Cervarix Injured: Stacy Jones, West Midlands

Stacey Jones

Stacey Jones – Bilston, West Midlands

Received three Cervarix vaccinations – 15 November 2008, 24 January 2009, 16 May 2009 – Age 17

Extract from the Telegraph newspaper, 3 October 2009:

“Stacey Jones, 17, suffered her first epileptic seizure days after having the Cervarix injection, which is being offered to all schoolgirls under a Government programme.”

“In the weeks which followed, she had dozens more fits, which caused such severe brain injury that she has been admitted to a rehabilitation unit, which is helping her to relearn basic tasks like making a sandwich.”

“The parents of the teenager, from Bilston in West Midlands, are convinced that the final vaccination triggered swelling in the brain, which has been diagnosed as the cause of her neurological problems. Julie and Kerry Jones say that as a result, their “happy-go-lucky” girl became paranoid and violent, leaving her family in despair.”

“When the teenager became increasingly emotional in the weeks following her first two jabs, in November and January, her parents thought their easy-going daughter was finally succumbing to adolescent mood swings. But, within four days of her third injection on the 16th May 2009, Stacey suffered an epileptic seizure, followed by 17 more in the following week. The fits continued for months, while the teenager became increasingly disturbed and psychotic, hearing voices and making murderous threats. doctors said the epilepsy was caused by swelling of the brain, but the family (at that time) has been given no explanation as to how the damage occurred.”

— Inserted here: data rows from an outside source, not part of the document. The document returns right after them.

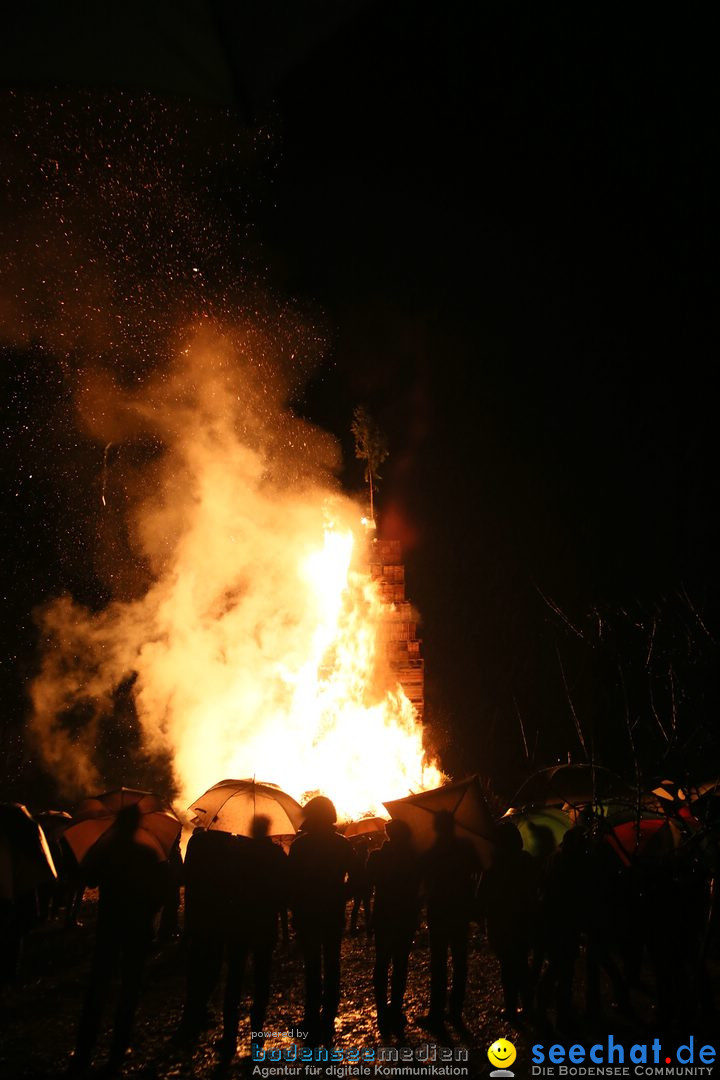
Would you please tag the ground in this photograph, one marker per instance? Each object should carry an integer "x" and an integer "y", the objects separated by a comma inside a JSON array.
[{"x": 41, "y": 1013}]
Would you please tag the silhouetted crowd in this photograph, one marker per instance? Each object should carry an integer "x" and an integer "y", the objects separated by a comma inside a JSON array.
[{"x": 542, "y": 913}]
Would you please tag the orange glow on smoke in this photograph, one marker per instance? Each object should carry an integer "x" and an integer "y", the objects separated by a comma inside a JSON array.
[{"x": 256, "y": 646}]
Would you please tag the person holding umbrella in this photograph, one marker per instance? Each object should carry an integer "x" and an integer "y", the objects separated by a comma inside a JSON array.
[
  {"x": 449, "y": 872},
  {"x": 322, "y": 876},
  {"x": 132, "y": 878}
]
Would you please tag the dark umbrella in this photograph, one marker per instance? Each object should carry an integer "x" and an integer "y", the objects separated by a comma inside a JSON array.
[
  {"x": 53, "y": 823},
  {"x": 465, "y": 802},
  {"x": 159, "y": 828},
  {"x": 25, "y": 858},
  {"x": 573, "y": 785}
]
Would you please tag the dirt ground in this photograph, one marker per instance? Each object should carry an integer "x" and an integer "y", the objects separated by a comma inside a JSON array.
[{"x": 39, "y": 1016}]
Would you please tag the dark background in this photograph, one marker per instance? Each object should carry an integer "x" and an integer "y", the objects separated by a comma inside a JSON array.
[{"x": 503, "y": 215}]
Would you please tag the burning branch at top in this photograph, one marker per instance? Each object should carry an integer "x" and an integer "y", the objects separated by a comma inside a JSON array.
[{"x": 370, "y": 447}]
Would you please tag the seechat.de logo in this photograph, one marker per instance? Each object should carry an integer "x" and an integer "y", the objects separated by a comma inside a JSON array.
[{"x": 501, "y": 1054}]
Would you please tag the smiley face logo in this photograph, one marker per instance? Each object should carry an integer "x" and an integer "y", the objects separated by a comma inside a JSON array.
[{"x": 502, "y": 1053}]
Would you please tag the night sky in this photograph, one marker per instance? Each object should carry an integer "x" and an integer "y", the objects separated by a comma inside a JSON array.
[{"x": 501, "y": 219}]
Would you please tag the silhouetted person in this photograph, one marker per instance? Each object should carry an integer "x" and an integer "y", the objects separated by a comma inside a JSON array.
[
  {"x": 132, "y": 882},
  {"x": 393, "y": 874},
  {"x": 449, "y": 873},
  {"x": 508, "y": 900},
  {"x": 322, "y": 865},
  {"x": 254, "y": 934},
  {"x": 211, "y": 907}
]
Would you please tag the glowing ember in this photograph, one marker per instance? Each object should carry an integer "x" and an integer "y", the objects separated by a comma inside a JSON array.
[{"x": 257, "y": 649}]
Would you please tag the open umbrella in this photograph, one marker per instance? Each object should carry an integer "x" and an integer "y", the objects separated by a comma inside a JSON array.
[
  {"x": 231, "y": 805},
  {"x": 542, "y": 828},
  {"x": 159, "y": 827},
  {"x": 465, "y": 801},
  {"x": 571, "y": 784},
  {"x": 53, "y": 823},
  {"x": 365, "y": 826},
  {"x": 25, "y": 858}
]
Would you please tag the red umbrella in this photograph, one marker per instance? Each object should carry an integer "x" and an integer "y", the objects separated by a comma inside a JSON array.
[{"x": 159, "y": 828}]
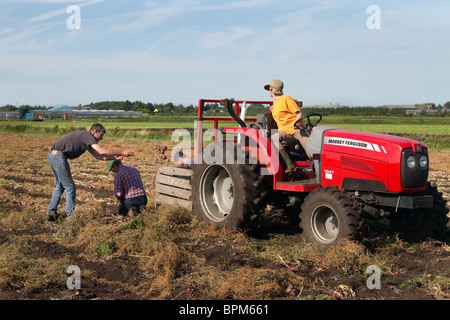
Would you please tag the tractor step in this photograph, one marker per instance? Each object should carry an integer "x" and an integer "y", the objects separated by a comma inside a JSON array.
[{"x": 306, "y": 185}]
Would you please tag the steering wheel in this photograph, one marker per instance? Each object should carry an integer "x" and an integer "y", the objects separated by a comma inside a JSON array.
[{"x": 308, "y": 126}]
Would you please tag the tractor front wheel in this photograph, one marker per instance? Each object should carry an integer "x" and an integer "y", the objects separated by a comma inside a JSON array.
[{"x": 328, "y": 215}]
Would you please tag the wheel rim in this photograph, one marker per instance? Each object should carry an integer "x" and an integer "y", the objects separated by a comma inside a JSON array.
[
  {"x": 217, "y": 193},
  {"x": 324, "y": 224}
]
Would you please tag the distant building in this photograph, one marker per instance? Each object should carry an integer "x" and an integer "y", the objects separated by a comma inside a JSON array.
[
  {"x": 59, "y": 112},
  {"x": 9, "y": 115},
  {"x": 331, "y": 105}
]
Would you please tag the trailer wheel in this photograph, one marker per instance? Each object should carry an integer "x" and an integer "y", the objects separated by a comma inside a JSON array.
[
  {"x": 328, "y": 215},
  {"x": 420, "y": 224},
  {"x": 228, "y": 195}
]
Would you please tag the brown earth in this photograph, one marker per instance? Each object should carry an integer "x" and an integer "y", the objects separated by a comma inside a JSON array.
[{"x": 167, "y": 254}]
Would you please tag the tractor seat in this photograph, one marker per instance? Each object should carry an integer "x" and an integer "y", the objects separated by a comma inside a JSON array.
[{"x": 294, "y": 149}]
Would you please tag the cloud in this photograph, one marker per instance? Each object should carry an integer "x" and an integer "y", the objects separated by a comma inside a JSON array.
[{"x": 225, "y": 39}]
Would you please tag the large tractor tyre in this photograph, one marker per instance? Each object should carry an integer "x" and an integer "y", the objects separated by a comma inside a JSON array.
[
  {"x": 420, "y": 224},
  {"x": 328, "y": 215},
  {"x": 228, "y": 195}
]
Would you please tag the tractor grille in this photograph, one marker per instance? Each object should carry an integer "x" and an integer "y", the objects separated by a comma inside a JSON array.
[{"x": 415, "y": 177}]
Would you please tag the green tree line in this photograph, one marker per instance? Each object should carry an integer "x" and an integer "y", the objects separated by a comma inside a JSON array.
[{"x": 216, "y": 109}]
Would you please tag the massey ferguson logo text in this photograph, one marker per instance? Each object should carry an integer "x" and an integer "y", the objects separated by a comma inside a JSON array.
[{"x": 354, "y": 144}]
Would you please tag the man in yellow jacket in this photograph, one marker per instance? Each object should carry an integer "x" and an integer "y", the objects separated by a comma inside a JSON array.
[{"x": 285, "y": 112}]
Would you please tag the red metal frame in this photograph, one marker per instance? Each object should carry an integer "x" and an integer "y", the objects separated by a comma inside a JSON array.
[{"x": 265, "y": 154}]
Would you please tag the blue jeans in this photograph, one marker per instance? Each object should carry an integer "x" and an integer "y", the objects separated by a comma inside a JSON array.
[
  {"x": 61, "y": 170},
  {"x": 126, "y": 204}
]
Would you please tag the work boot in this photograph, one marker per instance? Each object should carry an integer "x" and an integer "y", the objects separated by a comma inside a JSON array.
[{"x": 290, "y": 167}]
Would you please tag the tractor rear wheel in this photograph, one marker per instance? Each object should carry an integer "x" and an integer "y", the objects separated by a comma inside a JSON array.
[
  {"x": 228, "y": 195},
  {"x": 328, "y": 215}
]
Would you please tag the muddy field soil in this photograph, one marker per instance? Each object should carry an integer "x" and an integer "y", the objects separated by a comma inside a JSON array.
[{"x": 195, "y": 261}]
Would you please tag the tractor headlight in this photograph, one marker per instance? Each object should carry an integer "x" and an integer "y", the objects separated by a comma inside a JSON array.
[
  {"x": 423, "y": 161},
  {"x": 411, "y": 162}
]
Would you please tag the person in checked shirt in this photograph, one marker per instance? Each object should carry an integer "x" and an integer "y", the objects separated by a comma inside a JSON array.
[{"x": 128, "y": 188}]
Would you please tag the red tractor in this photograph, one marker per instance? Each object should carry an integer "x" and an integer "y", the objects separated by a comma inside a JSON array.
[{"x": 352, "y": 176}]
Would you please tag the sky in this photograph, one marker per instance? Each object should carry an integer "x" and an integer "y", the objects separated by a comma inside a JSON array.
[{"x": 355, "y": 53}]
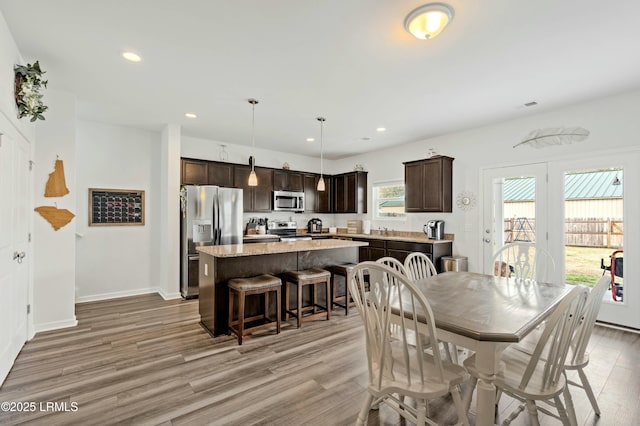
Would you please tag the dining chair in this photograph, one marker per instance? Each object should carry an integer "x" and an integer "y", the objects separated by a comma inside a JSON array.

Julie spoke to the neurologist, Dr. Corston, and asked him if he had come across encephalitis before and he replied, “I have dealt with two cases of encephalitis in the last five years, but it has been about twenty years since I have seen it this serious.”

Update:  Stacey’s form of encephalitis was a very rare form – Encephalitis – anti-NMDA-receptor encephalitis which in effect is an antibody attacking the brain. This type in Stacey’s case was not caused by an infection.

Stacey’s mum makes these comments:  “When you go to see your GP and medication is prescribed, there is always a patient information leaflet in with your medication. This leaflet gives you information about your medication and tells you about the side effects that you can get when taking this medication. It will also give you a list of serious side effects and it will tell you that if you suffer from any of these symptoms, then stop taking this medication immediately and seek medical advice. Stacey was suffering serious side effects after taking her epilepsy medication ‘Carbamazepine,’ but it was not noticed by trained nurses during her eight week stay in hospital. Her dad was the one who commented that within 10 minutes of her having this medication she became aggressive.

Stacey was discharged from New Cross Hospital on Wednesday, 15th July and was transferred to Penn Psychiatric Hospital. We objected to Stacey being transferred here, because we had been told by a psychiatrist that Stacey’s problem was a medical issue and not a mental one.

We were contacted the next day to fetch Stacey home because it wasn’t the right environment for her and we then had six weeks of physical and verbal aggression.”

In September 2009, Stacey was admitted to an NHS rehabilitation unit for brain injury, where she is relearning simple tasks. Seizures are minimised by five types of medication, but the teenager’s memory has been badly damaged.

Mrs. Jones, 44, said, “She was such a lovely, happy go-lucky girl, now she is just a shell. I really feel she has been used as a guinea pig. I don’t think there is enough evidence that the vaccination programme is safe – this all happened days after Stacey was given the vaccine and we don’t have any other explanation for what triggered her brain injury.”